Едва я дождался вечера, – больше откладывать я не хотел. Заметив, что я устроил так, чтобы нам остаться с глазу на глаз, она сказала мне: «Вы меня опередили, – я сама хотела побеседовать с вами». – «Вот и отлично, – ответил я. – Но раз уж я опередил вас, позвольте мне высказаться первому».

И, сев у ее изголовья, я пристально поглядел на нее и сказал: «Юлия, моя дорогая Юлия, какую боль вы причинили моему сердцу! Увы, долго же вы таились. Да, да, – продолжал я, видя, что она с удивлением смотрит на меня. – Я все разгадал. Вы радуетесь смерти, вы довольны, что можете наконец расстаться со мной. Но вспомните, каким был ваш супруг все то время, пока мы живем вместе. Ужели заслужил он такую жестокость с вашей стороны?» Тотчас она взяла меня за руки и проговорила таким тоном, что слова ее хватали за душу: «Как? Я? Я хочу расстаться с вами? Так вот вы что прочли в моем сердце? Вы, значит, уже позабыли вчерашний наш разговор?» – «И все-таки, – повторил я, – вы довольны, что умираете. Я это видел и вижу…» – «Остановитесь! – сказала она. – Да, я довольна, что умираю. Но довольна тем, что умираю так же, как и жила… что я достойна называться супругой вашей. Больше у меня ничего не спрашивайте, я не стану говорить. Но вот тут, – добавила она, вынув из-под подушки какую-то бумагу, – вы найдете окончательную разгадку тайны». И она протянула мне бумагу: я увидел, что это письмо, адресованное вам. «Вручаю вам его незапечатанным, – сказала она, – прочтите его и сами решите: послать его или уничтожить, – поступите, как того требует ваш разум и моя честь. Прошу вас прочесть письмо тогда лишь, когда меня не станет. Я уверена, вы исполните мою просьбу, и не хочу брать с вас слова». Письмо ее, дорогой Сен-Пре, я при сем прилагаю. И хоть я знаю, что той, которая написала его, уже нет на свете, мне трудно поверить, что это голос из-за могилы.

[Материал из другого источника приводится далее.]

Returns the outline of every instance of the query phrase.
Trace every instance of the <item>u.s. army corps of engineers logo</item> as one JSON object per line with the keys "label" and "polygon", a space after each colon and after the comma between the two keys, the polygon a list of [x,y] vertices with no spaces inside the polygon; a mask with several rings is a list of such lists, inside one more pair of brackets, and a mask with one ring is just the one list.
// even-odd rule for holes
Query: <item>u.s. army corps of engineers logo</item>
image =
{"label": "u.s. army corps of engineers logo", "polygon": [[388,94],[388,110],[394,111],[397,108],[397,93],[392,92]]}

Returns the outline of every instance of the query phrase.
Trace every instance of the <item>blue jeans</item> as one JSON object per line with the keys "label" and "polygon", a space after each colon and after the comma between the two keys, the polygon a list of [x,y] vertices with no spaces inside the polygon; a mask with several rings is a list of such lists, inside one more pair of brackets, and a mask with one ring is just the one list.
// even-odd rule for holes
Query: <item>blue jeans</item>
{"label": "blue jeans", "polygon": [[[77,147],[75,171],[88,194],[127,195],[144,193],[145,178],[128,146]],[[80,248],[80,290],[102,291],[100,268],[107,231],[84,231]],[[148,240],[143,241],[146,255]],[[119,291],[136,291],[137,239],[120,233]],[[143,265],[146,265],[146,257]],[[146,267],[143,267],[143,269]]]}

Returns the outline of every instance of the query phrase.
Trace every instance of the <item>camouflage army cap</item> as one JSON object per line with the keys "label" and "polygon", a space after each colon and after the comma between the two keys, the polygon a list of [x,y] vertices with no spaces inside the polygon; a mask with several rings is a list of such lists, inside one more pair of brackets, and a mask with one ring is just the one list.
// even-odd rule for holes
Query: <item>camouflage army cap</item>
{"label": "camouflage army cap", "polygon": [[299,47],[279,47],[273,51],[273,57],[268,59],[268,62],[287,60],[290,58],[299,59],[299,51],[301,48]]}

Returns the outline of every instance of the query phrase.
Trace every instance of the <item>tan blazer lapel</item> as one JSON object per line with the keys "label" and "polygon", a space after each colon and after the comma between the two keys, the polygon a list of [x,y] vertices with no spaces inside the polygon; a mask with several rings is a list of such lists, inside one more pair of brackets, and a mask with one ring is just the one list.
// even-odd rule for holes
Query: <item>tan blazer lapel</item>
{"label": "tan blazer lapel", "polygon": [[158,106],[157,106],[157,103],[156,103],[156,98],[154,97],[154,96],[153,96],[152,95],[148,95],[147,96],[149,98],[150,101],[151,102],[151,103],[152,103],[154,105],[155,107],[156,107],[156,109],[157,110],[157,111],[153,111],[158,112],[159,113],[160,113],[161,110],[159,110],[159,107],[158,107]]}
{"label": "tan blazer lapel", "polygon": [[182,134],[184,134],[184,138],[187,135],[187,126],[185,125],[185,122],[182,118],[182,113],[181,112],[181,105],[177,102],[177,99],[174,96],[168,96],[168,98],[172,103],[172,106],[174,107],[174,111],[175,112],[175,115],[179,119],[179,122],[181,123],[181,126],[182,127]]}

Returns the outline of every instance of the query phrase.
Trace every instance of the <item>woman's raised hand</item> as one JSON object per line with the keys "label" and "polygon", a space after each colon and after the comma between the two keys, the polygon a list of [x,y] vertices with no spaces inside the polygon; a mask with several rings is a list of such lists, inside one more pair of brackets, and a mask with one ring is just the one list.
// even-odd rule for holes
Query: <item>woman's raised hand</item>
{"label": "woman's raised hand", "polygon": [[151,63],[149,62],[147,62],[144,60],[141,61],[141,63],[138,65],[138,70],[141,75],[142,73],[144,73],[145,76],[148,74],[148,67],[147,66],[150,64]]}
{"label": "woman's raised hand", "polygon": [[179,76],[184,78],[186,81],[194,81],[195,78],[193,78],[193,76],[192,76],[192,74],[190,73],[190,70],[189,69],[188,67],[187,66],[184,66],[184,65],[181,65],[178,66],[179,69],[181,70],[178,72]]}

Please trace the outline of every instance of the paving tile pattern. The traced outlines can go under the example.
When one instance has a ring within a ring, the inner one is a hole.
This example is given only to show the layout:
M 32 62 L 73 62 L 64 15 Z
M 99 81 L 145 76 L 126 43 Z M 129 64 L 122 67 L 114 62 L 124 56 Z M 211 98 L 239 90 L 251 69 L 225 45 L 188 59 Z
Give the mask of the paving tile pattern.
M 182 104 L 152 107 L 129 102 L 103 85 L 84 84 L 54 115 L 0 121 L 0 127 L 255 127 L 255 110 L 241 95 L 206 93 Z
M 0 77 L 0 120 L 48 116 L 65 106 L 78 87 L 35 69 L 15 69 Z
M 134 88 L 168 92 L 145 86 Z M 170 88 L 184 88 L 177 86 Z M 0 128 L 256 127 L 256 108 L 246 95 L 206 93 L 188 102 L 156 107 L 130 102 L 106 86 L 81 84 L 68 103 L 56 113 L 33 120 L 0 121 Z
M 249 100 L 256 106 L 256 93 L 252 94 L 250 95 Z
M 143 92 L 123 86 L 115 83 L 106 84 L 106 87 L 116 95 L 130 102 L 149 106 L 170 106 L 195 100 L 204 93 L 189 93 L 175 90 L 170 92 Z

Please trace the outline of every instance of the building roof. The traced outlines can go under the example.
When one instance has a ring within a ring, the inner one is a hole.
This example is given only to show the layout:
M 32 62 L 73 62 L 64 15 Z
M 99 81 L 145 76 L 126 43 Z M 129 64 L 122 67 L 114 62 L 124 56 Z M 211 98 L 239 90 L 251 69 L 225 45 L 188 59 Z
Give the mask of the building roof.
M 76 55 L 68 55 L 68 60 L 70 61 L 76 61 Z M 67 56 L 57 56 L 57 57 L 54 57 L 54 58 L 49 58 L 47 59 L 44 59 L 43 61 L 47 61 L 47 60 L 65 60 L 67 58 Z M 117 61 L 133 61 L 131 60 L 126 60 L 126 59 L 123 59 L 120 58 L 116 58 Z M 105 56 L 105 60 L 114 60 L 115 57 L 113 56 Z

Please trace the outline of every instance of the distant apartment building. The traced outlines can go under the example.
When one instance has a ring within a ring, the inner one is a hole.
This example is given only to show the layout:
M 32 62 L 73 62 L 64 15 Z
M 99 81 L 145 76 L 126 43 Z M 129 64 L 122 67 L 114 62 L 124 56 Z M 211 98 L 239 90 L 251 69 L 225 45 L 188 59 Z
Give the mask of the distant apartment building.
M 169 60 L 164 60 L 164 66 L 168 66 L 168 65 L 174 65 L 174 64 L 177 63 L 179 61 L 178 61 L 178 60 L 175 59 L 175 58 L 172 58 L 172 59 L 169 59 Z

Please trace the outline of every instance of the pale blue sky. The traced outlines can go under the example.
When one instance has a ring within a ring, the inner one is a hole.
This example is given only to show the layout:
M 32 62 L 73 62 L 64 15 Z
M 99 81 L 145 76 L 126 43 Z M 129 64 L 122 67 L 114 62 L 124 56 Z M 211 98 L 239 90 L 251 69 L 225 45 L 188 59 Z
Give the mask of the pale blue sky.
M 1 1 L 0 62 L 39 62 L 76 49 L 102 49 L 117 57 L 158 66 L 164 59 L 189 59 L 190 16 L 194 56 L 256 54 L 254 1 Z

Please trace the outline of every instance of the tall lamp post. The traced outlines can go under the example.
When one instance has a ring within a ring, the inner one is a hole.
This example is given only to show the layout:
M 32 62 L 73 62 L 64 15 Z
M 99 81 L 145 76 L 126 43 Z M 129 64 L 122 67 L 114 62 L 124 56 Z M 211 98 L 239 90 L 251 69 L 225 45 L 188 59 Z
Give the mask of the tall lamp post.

Передав письмо, Юлия с тревогой заговорила об отце. «Как же так? – сказала она. – Он знает, что дочь его в опасном положении, и о нем нет ни слуху ни духу! Уж не случилось ли с ним какого несчастья? А может быть, он разлюбил меня! Как же так! Отец… Такой нежный отец и вдруг бросил меня. Ужели он хочет, чтобы я умерла, не простившись с ним, не получив благословения его и последнего поцелуя. О боже, как ему будет горько! Как он будет сам упрекать себя, когда уже не найдет меня в живых!..» Это были тяжкие для нее мысли. Я рассудил, что ей легче будет перенести известие о болезни отца, нежели подозрение в его равнодушии к ней. Я решил сказать всю правду. И в самом деле: тревога, вызванная такой вестью, оказалась для нее менее жестокой, нежели первоначальная мысль. И все же сознание, что более она не увидит отца, глубоко ее удручало. «Увы! – воскликнула она. – Что станет с ним без меня? Что будет его теперь привязывать к жизни! Пережить всю свою семью!.. Что ждет его впереди! Он будет так одинок! Это не жизнь». То была одна из роковых минут, когда веет на человека ужасом смерти и дает себя почувствовать власть природы. Юлия вздохнула, сложила руки и устремила взор к небу. Я догадался, что она мысленно произносит ту тяжкую молитву, которую называют молитвой умирающих.